The People did not bolster the victim's identification of defendant through questions posed to the officer who conducted the showup procedure. In response to the victim's testimony that called that procedure into question, the People asked the officer about the procedure utilized, but did not elicit testimony on direct examination about the victim's identification of defendant. This was not improper bolstering (compare People v Trowbridge, 305 NY 471, 474-478 [1953]; People v Jones, 75 AD2d 607, 607 [1980]; see generally People v Smith, 22 NY3d 462, 466 [2013]).

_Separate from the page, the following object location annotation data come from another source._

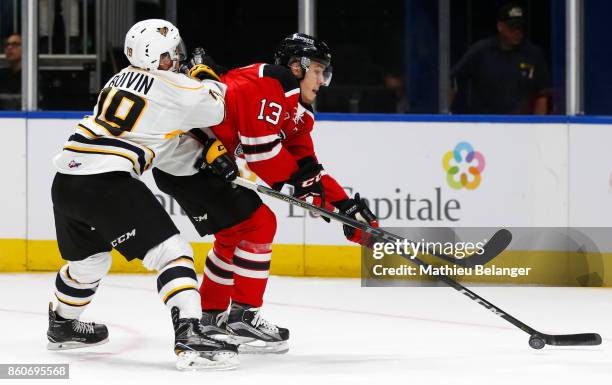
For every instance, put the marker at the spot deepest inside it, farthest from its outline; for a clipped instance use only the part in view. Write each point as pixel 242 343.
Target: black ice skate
pixel 72 334
pixel 253 333
pixel 214 324
pixel 195 350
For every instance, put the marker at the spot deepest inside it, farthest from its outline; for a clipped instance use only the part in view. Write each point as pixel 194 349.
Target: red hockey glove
pixel 357 209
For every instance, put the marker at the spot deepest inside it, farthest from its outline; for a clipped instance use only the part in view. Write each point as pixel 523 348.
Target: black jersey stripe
pixel 218 271
pixel 72 303
pixel 251 149
pixel 110 142
pixel 89 131
pixel 283 75
pixel 61 286
pixel 177 291
pixel 175 273
pixel 92 151
pixel 251 265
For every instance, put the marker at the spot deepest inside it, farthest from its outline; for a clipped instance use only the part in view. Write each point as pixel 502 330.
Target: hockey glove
pixel 216 157
pixel 357 209
pixel 202 66
pixel 307 186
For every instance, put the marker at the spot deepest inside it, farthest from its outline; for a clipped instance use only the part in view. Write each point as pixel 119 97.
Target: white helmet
pixel 147 40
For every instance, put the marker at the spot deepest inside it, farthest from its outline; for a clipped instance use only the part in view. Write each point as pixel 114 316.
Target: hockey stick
pixel 498 242
pixel 537 340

County Court appropriately exercised its discretion when it denied defendant's post-summation request to testify. "CPL 260.30 sets forth the order in which a jury trial is to proceed, but the common-law power of the trial court to alter the order of proof in its discretion and in furtherance of justice remains at least up to the time the case is submitted to the jury" (People v Washington, 71 NY2d 916, 918 [1988] [internal quotation marks and citation omitted]; see People v Olsen, 34 NY2d 349, 353 [1974]). Although a criminal defendant has a constitutional right to testify on his or her own behalf (see People v Morgan, 149 AD3d 1148, 1152 [2017]; People v Harden, 99 AD3d 1031, 1032 [2012], lv denied 20 NY3d 986 [2012]; People v Terry, 309 AD2d 973, 974 [2003]), the court conducted a colloquy with defendant at the end of the People's case to ensure that defendant was fully aware of his right to testify and that he had freely decided not to exercise that right. Under the circumstances, where the court concluded that defendant knowingly waived his right to testify, the court did not abuse its discretion in denying [*4]his request, which was made after the proof was closed and summations had been delivered (see People v Franco, 271 AD2d 383, 383 [2000], lv denied 95 NY2d 865 [2000]; People v Braxton, 254 AD2d 365, 366 [1998], lv denied 93 NY2d 850 [1999]; compare People v Harden, 99 AD3d at 1032).
We have reviewed defendant's remaining contentions and find them to be without merit.
Garry, P.J., Clark, Rumsey and Pritzker, JJ., concur. Ordered that the judgment is affirmed.